Love Haydn any time! I'll listen to Hogwood/AAM.


----------



## hustlefan (Apr 29, 2016)

I'll go with Harnoncourt and the Concertgebouw


----------



## Mahlerian (Nov 27, 2012)

Listened to this one recently, but not in this performance, so I'll be listening to Bernstein and the New York Philharmonic as well.


----------



## chesapeake bay (Aug 3, 2015)

I'll listen to van Beinum and the Concertgebouw


----------



## Haydn man (Jan 25, 2014)

The ever reliable Dorati for me


----------



## Johnnie Burgess (Aug 30, 2015)

George Szell, The Cleveland Orchestra for me.


----------



## Mika (Jul 24, 2009)

Box full of Haydn


----------



## TxllxT (Mar 2, 2011)

Frans Brüggen: miracles & surprises guaranteed.


----------



## Vaneyes (May 11, 2010)

*Haydn*: Symphony 96, w.
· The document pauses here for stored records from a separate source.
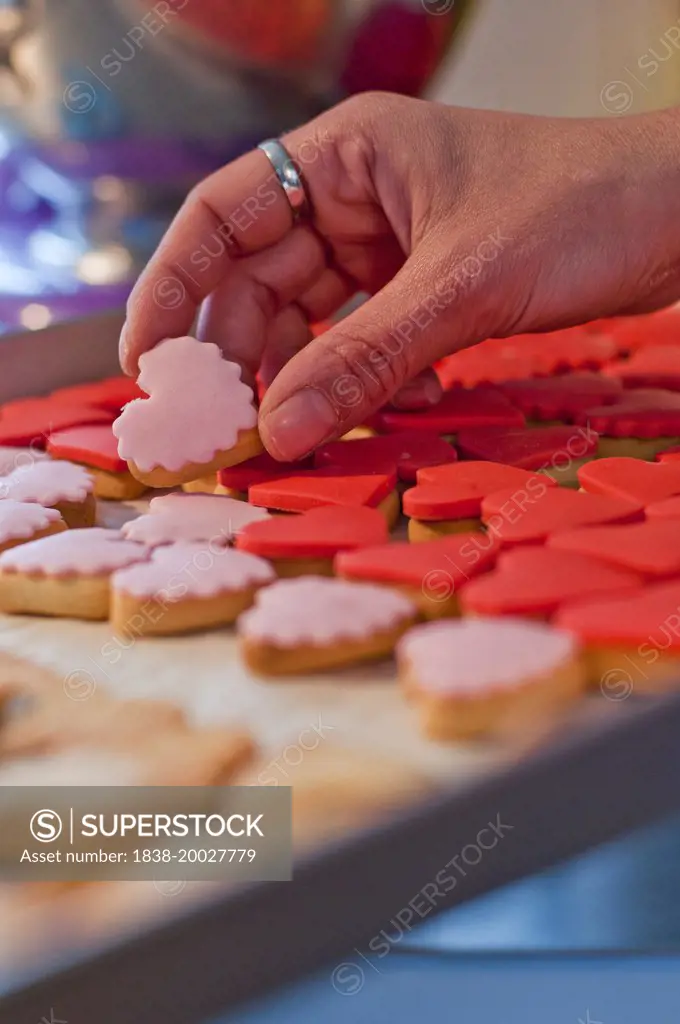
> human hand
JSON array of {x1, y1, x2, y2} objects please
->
[{"x1": 121, "y1": 93, "x2": 680, "y2": 460}]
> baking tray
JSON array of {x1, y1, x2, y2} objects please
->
[{"x1": 2, "y1": 313, "x2": 680, "y2": 1022}]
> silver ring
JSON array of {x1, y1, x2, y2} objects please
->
[{"x1": 258, "y1": 138, "x2": 310, "y2": 220}]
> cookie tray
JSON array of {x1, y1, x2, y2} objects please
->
[{"x1": 2, "y1": 312, "x2": 680, "y2": 1021}]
Cleveland O./Szell. Recorded October 11, 1968 at Severance Hall, Cleveland. Recording Engineer: John A. Johnson.


----------



## Pugg (Aug 8, 2014)

Close call this week, pity so few members join in.


----------



## shadowdancer (Mar 31, 2014)

This weekend I will join as a Sunday Symphony.
Listening to Bernstein`s
Rec 1973


----------



## DavidA (Dec 14, 2012)

I'll listen to Beecham and Karajan in this one.


----------



## AClockworkOrange (May 24, 2012)

I'm late to this week's entry but I am presently listening to Beecham & his Royal Philharmonic Orchestra. A rewarding performance with grace, power and spirit. Beecham at his best.


----------



## PeterF (Apr 17, 2014)

Close call between Szell and Jochum.
Will listen to Jochum this morning.


----------